Meğer gurbet benim içimde çöreklenmiş.
1979 yılın da vatanımda bırakıp gittiğim hiç bir şey kalmamış. En acısı saygı kalmamış, sevgi kalmamış.
Aşk kalmamış. Her şey biraz sahteleşmiş.
Her kapıda araba var ama trafik yok.
Küçük çocuk ön koltukta trafikte geziyor.
Para var bereket yok.
Tarlada ürün çok, değerine alan yok.
Adam karpuzu yetiştirmiş satamamış toplayan götürsün demiş.
Koyun var çoban yok, köy gençleri motoru tek teker üstünde sürme çabasında.
Bir yetkili açıklama yapıyor. “Afganlılar olmasa hayvancılık biter” vah vatanım vah.
İş çok çalışan yok, adam 45 de emekli kahvehane müdavimi oturup çay tüketiyor.
Yer altı suları bitmek üzere amma fıskiyeler yolları su doldurmuş geçemezsin.
Bu gençleri eğitecek öğretmenler öğrenciye bırakın dövmeyi, kulak çekmeyi ses çıkaramıyor.
Geçen öğretmenlik yapan bir arkadaş, “abi çocuk çok haylazdı bağırdım çocuğa, bir de baktım anne baba baskına gelmiş, sen bizim çocuğun psikolojisini bozmuşsun hocam diyorlar. Ne yapıyım alttan aldım tamam bir daha olmaz falan dedim. Yoksa CİMER e mektup, uğraş da uğraş” dedi.

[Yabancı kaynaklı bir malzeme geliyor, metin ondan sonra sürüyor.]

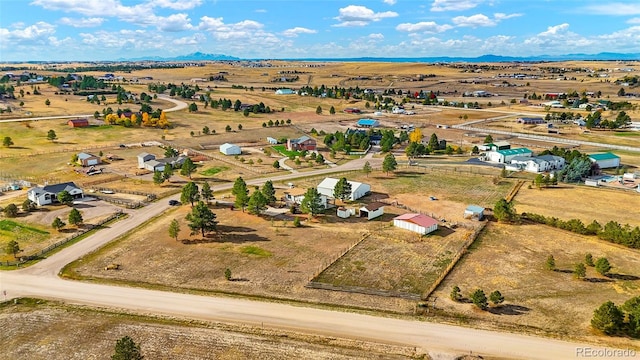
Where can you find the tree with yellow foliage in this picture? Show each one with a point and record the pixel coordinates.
(415, 135)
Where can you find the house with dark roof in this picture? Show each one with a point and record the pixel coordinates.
(301, 143)
(48, 194)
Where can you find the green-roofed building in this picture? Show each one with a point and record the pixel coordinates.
(605, 160)
(505, 156)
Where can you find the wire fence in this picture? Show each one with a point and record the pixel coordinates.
(42, 253)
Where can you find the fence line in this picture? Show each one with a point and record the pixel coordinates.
(56, 245)
(453, 262)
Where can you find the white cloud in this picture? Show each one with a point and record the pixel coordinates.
(176, 4)
(173, 23)
(423, 26)
(474, 21)
(84, 22)
(454, 5)
(37, 32)
(355, 15)
(615, 8)
(503, 16)
(294, 32)
(554, 30)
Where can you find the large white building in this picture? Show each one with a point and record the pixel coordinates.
(418, 223)
(358, 190)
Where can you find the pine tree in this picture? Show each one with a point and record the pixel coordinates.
(241, 193)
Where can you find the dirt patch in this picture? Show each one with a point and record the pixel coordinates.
(57, 332)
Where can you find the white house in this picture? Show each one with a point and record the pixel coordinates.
(230, 149)
(49, 194)
(372, 211)
(505, 156)
(605, 160)
(419, 223)
(358, 190)
(296, 195)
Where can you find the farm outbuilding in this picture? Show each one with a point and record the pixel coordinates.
(78, 122)
(605, 160)
(86, 159)
(418, 223)
(474, 211)
(372, 211)
(230, 149)
(358, 190)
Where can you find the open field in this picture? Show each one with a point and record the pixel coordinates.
(511, 258)
(580, 202)
(48, 330)
(396, 261)
(266, 258)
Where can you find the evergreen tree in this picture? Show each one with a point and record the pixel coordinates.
(257, 203)
(608, 318)
(174, 229)
(75, 217)
(201, 219)
(206, 193)
(342, 190)
(389, 163)
(241, 193)
(188, 167)
(58, 224)
(269, 192)
(127, 349)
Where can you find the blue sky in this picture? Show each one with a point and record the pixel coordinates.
(49, 30)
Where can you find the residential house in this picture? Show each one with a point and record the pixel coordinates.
(78, 123)
(86, 159)
(296, 195)
(358, 190)
(368, 123)
(605, 160)
(48, 194)
(418, 223)
(505, 156)
(474, 211)
(301, 143)
(230, 149)
(372, 211)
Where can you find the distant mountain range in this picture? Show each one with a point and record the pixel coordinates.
(198, 56)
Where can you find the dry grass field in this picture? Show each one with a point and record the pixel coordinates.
(580, 202)
(52, 331)
(267, 258)
(394, 260)
(511, 258)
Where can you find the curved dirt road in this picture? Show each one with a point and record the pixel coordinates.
(441, 341)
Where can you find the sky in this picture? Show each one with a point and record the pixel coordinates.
(89, 30)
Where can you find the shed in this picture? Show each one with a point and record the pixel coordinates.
(230, 149)
(369, 123)
(78, 122)
(605, 160)
(358, 190)
(474, 211)
(419, 223)
(372, 211)
(343, 212)
(86, 159)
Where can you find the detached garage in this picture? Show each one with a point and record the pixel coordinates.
(419, 223)
(605, 160)
(230, 149)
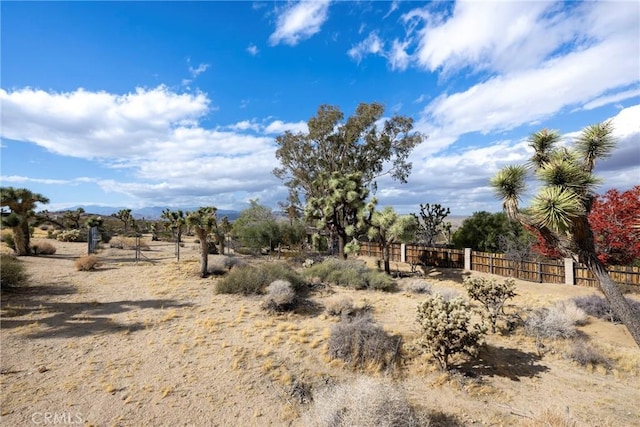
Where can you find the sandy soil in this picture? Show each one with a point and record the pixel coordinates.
(148, 343)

Bizim kuşağın psikolojisi sağlammış ki hiç bozulmazdı.
Zamanında biz Öğretmenden korkardık, mahalle büyüklerimizden çekinirdik.
Şimdi kimseden korkmayan bir gençlik yetişmiş.
Bu gidişle bu ekonomi asla düzelmez. Parasının değerini koruyamayan bir ülkede her şey pahalanır.
Önce çocuklarımıza ahlak ve iş disiplini öğretmeliyiz.
Çalışarak para kazanmayı öğretmeliyiz.
Kazandığı parayı harcamasını öğretmeliyiz.
Yoksa gelecek kapkaranlık gözüküyor.